In 2017, Corbyn had been an asset for the Labour party, bringing in voters from both sides of the Brexit divide. In 2019, the opposite was true, with dislike for Corbyn driving Leave voters towards the Conservatives and Remain voters towards the Liberal Democrats and the Greens.

Much has been made of Boris Johnson’s apparent personal popularity, but on average British Election Study respondents actually rated May more favourably than Johnson during their respective election campaigns.

This overall average conceals, however, that opinions about Johnson largely aligned with the Brexit divide rather than cut across it – amongst Remainers, May was more popular than Johnson, whilst amongst Leavers Johnson was more popular than May. In the final week of the 2017 campaign, the mean rating of May on a 0-10 like was 4.4 (3.3 amongst Remainers and 5.7 amongst Leavers).

In the final week of the 2019 campaign, Johnson’s mean rating was 4.0 (2.0 amongst Remainers and 6.2 amongst Leavers).

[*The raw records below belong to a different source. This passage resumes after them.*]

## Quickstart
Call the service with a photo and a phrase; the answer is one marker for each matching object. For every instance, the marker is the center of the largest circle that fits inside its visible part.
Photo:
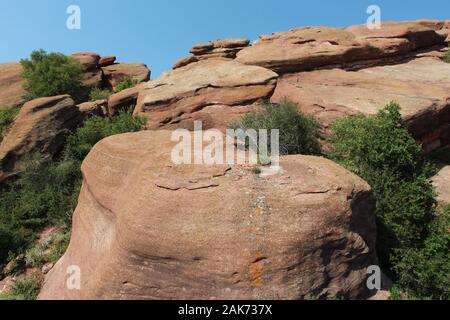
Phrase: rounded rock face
(145, 228)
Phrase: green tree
(298, 132)
(380, 149)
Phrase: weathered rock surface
(115, 73)
(88, 59)
(147, 229)
(94, 108)
(123, 99)
(176, 97)
(309, 48)
(11, 85)
(41, 126)
(441, 183)
(106, 61)
(421, 87)
(225, 48)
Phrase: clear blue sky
(158, 32)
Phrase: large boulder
(441, 183)
(89, 60)
(115, 73)
(309, 48)
(421, 87)
(11, 85)
(145, 228)
(41, 126)
(211, 90)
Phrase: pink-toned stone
(145, 228)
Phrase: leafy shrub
(447, 56)
(298, 132)
(425, 271)
(126, 83)
(46, 192)
(380, 150)
(51, 74)
(6, 118)
(24, 288)
(99, 94)
(97, 128)
(48, 251)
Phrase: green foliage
(97, 128)
(51, 74)
(298, 132)
(99, 94)
(380, 150)
(6, 118)
(46, 192)
(24, 288)
(126, 83)
(48, 251)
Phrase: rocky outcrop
(41, 126)
(328, 72)
(421, 87)
(94, 108)
(145, 228)
(11, 85)
(441, 182)
(115, 73)
(209, 90)
(124, 99)
(226, 48)
(310, 48)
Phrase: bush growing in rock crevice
(99, 94)
(412, 245)
(46, 192)
(52, 74)
(126, 83)
(447, 56)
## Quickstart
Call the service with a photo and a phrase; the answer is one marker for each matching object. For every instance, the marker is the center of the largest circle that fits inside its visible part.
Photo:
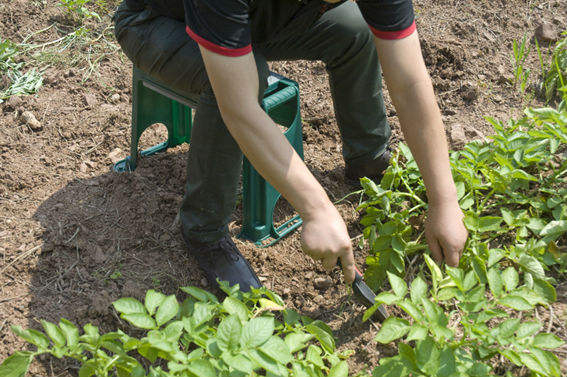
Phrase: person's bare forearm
(412, 94)
(260, 139)
(271, 154)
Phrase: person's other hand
(324, 237)
(445, 232)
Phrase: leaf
(228, 333)
(324, 337)
(546, 340)
(508, 216)
(398, 285)
(447, 363)
(257, 331)
(202, 313)
(482, 224)
(270, 305)
(339, 370)
(202, 368)
(313, 355)
(528, 329)
(200, 294)
(545, 290)
(548, 361)
(88, 369)
(511, 278)
(128, 305)
(153, 300)
(140, 320)
(416, 332)
(236, 307)
(392, 329)
(554, 229)
(495, 281)
(297, 341)
(266, 362)
(70, 331)
(507, 328)
(532, 265)
(479, 268)
(238, 362)
(387, 298)
(418, 290)
(32, 336)
(16, 365)
(167, 310)
(54, 333)
(515, 302)
(436, 274)
(276, 348)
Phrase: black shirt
(225, 26)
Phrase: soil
(75, 236)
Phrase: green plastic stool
(153, 102)
(259, 198)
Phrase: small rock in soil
(132, 289)
(99, 257)
(101, 303)
(470, 92)
(546, 33)
(90, 100)
(30, 120)
(323, 282)
(13, 103)
(457, 135)
(115, 98)
(115, 154)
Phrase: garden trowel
(364, 293)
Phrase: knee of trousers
(352, 38)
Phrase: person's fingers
(451, 254)
(329, 263)
(347, 261)
(435, 248)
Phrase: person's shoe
(223, 261)
(373, 169)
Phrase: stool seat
(153, 102)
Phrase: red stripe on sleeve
(216, 48)
(398, 34)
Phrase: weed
(201, 336)
(459, 341)
(16, 80)
(513, 193)
(78, 9)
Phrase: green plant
(78, 8)
(247, 334)
(511, 190)
(16, 81)
(459, 325)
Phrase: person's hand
(445, 232)
(324, 237)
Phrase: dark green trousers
(158, 44)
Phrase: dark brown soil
(75, 236)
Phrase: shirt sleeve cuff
(398, 34)
(216, 48)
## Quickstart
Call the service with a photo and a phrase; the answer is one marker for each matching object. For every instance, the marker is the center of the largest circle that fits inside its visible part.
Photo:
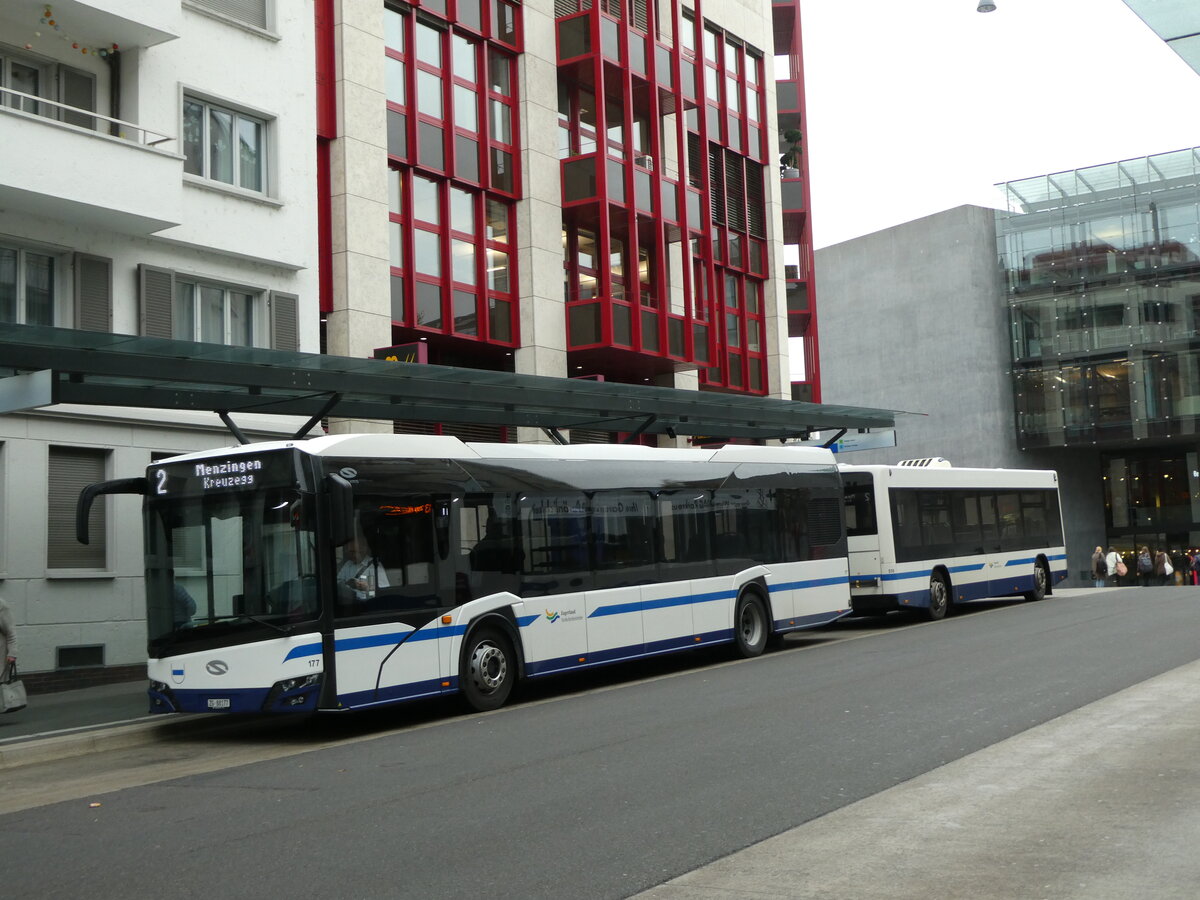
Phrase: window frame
(259, 318)
(239, 113)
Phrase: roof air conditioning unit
(929, 462)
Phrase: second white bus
(924, 535)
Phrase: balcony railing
(66, 114)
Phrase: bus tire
(489, 669)
(750, 625)
(1041, 581)
(939, 597)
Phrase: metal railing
(69, 114)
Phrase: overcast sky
(919, 106)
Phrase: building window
(252, 12)
(216, 313)
(28, 287)
(222, 144)
(71, 469)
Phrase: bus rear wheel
(489, 670)
(750, 625)
(939, 597)
(1041, 581)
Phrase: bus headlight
(293, 694)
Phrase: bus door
(623, 555)
(395, 580)
(862, 531)
(556, 573)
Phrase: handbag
(12, 691)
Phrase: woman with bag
(12, 700)
(1116, 567)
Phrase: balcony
(130, 24)
(61, 162)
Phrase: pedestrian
(1163, 568)
(1145, 567)
(1099, 568)
(7, 639)
(1115, 564)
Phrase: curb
(102, 738)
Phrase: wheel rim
(750, 624)
(489, 667)
(936, 595)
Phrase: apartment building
(157, 171)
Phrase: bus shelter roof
(41, 366)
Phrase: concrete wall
(915, 318)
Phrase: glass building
(1102, 270)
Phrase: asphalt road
(598, 793)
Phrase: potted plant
(790, 160)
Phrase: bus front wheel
(939, 597)
(1041, 581)
(750, 625)
(489, 670)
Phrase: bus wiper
(281, 629)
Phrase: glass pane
(466, 322)
(429, 45)
(499, 319)
(7, 285)
(396, 256)
(250, 143)
(462, 210)
(211, 315)
(497, 221)
(502, 169)
(396, 90)
(498, 270)
(427, 252)
(466, 157)
(429, 94)
(397, 135)
(425, 201)
(466, 108)
(432, 150)
(429, 305)
(465, 58)
(221, 145)
(39, 289)
(501, 73)
(395, 192)
(462, 259)
(469, 13)
(397, 298)
(184, 312)
(241, 318)
(193, 137)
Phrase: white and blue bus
(925, 535)
(353, 571)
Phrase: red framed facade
(454, 169)
(663, 154)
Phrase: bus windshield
(229, 567)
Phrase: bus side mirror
(341, 509)
(83, 508)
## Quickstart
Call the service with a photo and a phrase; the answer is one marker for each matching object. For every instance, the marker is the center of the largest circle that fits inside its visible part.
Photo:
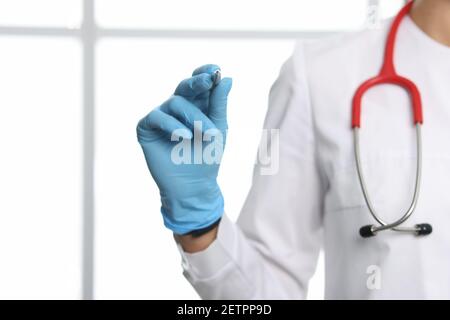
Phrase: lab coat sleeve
(272, 250)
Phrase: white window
(76, 76)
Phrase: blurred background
(79, 212)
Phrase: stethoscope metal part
(388, 75)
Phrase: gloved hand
(190, 196)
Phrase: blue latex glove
(190, 196)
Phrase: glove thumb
(218, 103)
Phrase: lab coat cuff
(211, 261)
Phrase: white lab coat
(315, 199)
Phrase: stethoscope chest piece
(388, 75)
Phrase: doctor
(315, 199)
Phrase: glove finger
(207, 68)
(218, 103)
(187, 113)
(160, 121)
(194, 86)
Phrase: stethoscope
(388, 75)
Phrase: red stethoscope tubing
(388, 75)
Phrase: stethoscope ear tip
(367, 231)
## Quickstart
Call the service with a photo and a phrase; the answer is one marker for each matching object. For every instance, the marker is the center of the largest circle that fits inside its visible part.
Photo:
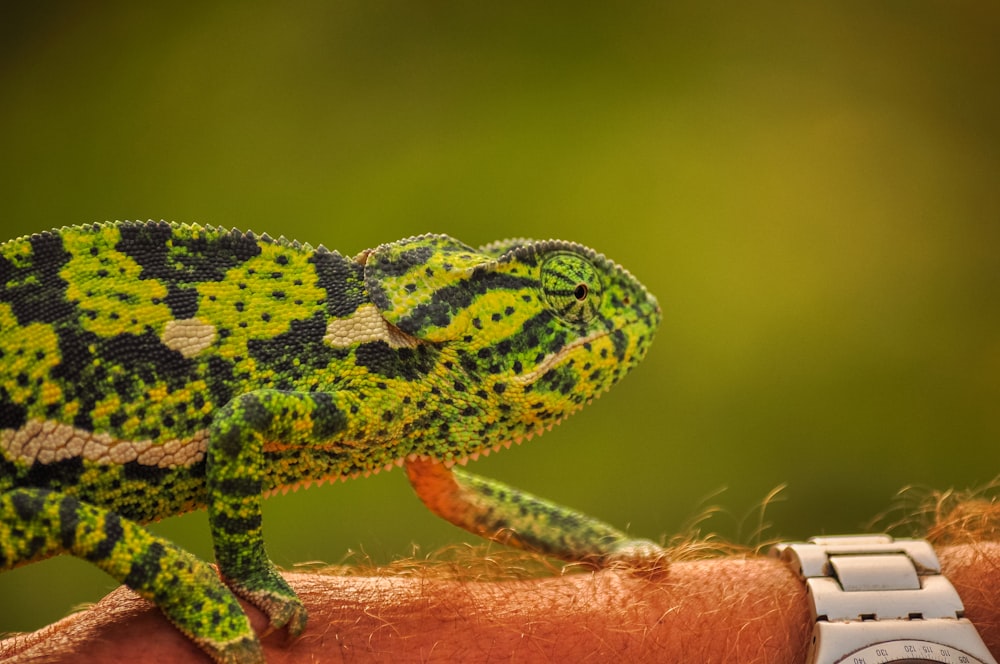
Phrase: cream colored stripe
(41, 441)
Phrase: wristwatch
(877, 599)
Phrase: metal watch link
(877, 599)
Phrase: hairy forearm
(715, 610)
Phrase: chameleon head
(535, 329)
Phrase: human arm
(736, 608)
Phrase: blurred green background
(812, 192)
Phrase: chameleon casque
(152, 368)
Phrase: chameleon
(148, 369)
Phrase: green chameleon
(150, 368)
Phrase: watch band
(879, 599)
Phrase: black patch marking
(343, 281)
(39, 293)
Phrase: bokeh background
(813, 193)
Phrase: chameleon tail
(494, 510)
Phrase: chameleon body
(152, 368)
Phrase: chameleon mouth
(552, 359)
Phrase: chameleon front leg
(39, 523)
(496, 511)
(235, 473)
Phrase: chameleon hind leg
(235, 479)
(39, 523)
(496, 511)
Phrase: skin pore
(737, 607)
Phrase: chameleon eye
(572, 288)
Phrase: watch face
(909, 651)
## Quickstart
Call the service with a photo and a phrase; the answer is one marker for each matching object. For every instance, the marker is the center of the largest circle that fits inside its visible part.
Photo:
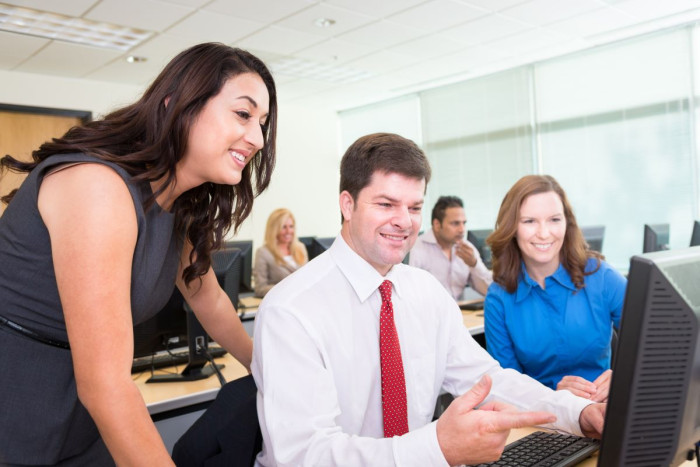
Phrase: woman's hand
(597, 391)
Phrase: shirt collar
(361, 275)
(526, 283)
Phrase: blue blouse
(559, 331)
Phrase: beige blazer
(267, 272)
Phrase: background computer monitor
(175, 326)
(246, 247)
(319, 245)
(656, 237)
(594, 235)
(478, 238)
(695, 237)
(653, 413)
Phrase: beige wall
(305, 179)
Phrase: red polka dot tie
(393, 382)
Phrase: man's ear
(347, 205)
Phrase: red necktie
(393, 383)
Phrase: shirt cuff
(419, 447)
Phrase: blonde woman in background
(282, 253)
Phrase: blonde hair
(273, 228)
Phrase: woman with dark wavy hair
(552, 307)
(109, 218)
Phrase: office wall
(305, 178)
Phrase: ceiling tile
(124, 72)
(383, 61)
(594, 22)
(206, 26)
(541, 12)
(160, 50)
(532, 39)
(427, 47)
(189, 3)
(68, 59)
(382, 34)
(484, 30)
(280, 40)
(374, 8)
(345, 20)
(494, 5)
(64, 7)
(334, 51)
(437, 15)
(17, 47)
(268, 11)
(151, 15)
(650, 9)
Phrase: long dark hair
(148, 139)
(505, 253)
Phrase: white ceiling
(376, 48)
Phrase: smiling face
(382, 224)
(226, 134)
(286, 233)
(541, 232)
(452, 228)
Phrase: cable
(206, 353)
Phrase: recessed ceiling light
(135, 59)
(65, 28)
(299, 68)
(324, 22)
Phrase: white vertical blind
(615, 131)
(617, 126)
(478, 137)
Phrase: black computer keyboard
(541, 449)
(162, 360)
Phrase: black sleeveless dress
(41, 419)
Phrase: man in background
(445, 253)
(352, 350)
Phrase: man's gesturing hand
(472, 436)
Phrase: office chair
(227, 433)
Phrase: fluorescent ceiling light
(65, 28)
(316, 71)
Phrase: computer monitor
(695, 237)
(653, 413)
(175, 326)
(656, 237)
(319, 245)
(594, 235)
(246, 246)
(478, 239)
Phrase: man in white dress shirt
(444, 252)
(316, 357)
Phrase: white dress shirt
(453, 273)
(317, 369)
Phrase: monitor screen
(478, 239)
(656, 237)
(175, 327)
(246, 247)
(594, 235)
(319, 245)
(695, 237)
(653, 413)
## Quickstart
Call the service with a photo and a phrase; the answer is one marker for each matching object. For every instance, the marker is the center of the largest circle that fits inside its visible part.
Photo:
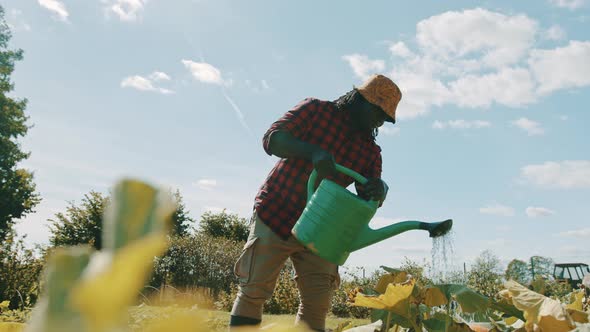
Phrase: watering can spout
(371, 236)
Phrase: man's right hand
(324, 163)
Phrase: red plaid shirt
(283, 195)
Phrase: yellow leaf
(579, 316)
(548, 314)
(395, 299)
(103, 298)
(4, 305)
(390, 278)
(577, 298)
(434, 297)
(11, 327)
(136, 209)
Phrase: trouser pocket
(244, 264)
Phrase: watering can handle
(341, 169)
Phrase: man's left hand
(374, 189)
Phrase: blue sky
(491, 129)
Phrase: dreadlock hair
(350, 102)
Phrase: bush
(20, 270)
(198, 261)
(351, 283)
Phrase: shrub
(20, 270)
(198, 261)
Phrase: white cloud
(159, 76)
(497, 210)
(126, 10)
(569, 174)
(584, 233)
(570, 4)
(461, 124)
(205, 72)
(561, 68)
(531, 127)
(534, 212)
(146, 84)
(555, 32)
(265, 84)
(508, 86)
(499, 39)
(206, 184)
(389, 130)
(400, 49)
(56, 7)
(476, 58)
(410, 250)
(15, 21)
(362, 66)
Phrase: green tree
(82, 224)
(181, 220)
(541, 266)
(17, 189)
(223, 224)
(485, 274)
(518, 271)
(20, 269)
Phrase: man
(314, 134)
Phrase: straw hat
(381, 91)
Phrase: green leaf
(64, 270)
(469, 300)
(136, 210)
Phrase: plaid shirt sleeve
(374, 171)
(296, 121)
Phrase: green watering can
(335, 222)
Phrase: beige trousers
(258, 268)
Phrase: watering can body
(335, 222)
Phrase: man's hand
(324, 163)
(375, 189)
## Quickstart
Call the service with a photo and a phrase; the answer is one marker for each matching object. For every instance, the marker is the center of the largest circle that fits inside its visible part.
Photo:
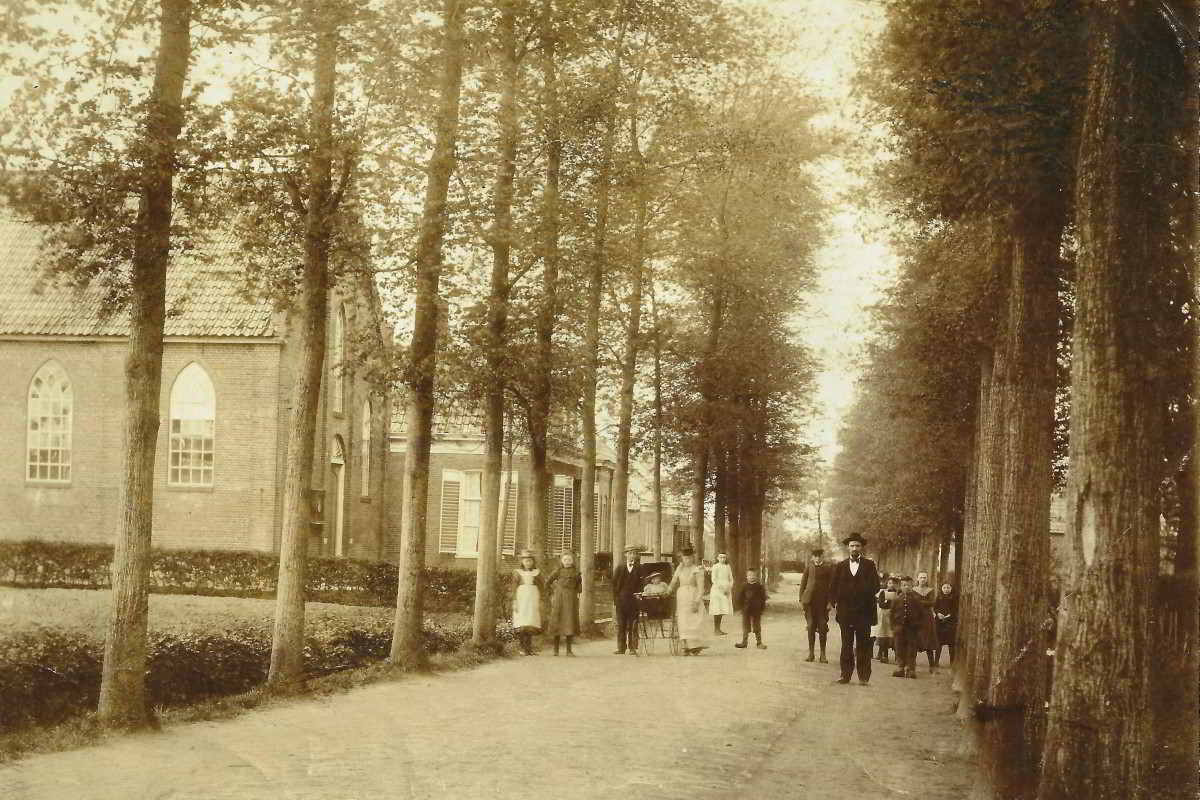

Brexit fundamentally reshaped the nature of electoral competition at the last two British elections. Whether, and how, Brexit will continue to shape voting behaviour in the UK now that Britain has officially left the EU is impossible to say.

One possibility is that, with Brexit receding into the background, British politics will revert to previous patterns of electoral competition.

Another is that social identities related to Brexit will continue to structure political attitudes, and future elections will see the same battle fought all over again.

A third is that economic and social changes brought about because of Brexit will push new divides to the fore. The nature of the UK’s relationship with the EU once the transition period ends is still unknown, and how any future costs and benefits of Brexit will map onto party competition is unclear.

Britain and the world are being ravaged by the Covid-19 pandemic. The ultimate cost of the pandemic, both of terms of human lives and economic downturn, remains to be seen.

The scale of these costs, and how voters perceive the government’s handling of the pandemic and the economic downturn that is likely to follow, are all likely to feature in political debate.

Exactly how the pandemic will affect voting behaviour is uncertain, but the lesson we should take from the last few elections in the UK is that political shocks can fundamentally alter the nature of electoral competition.

By Chris Prosser, Presidential Fellow at the University of Manchester and Co-Investigator of the British Election Study.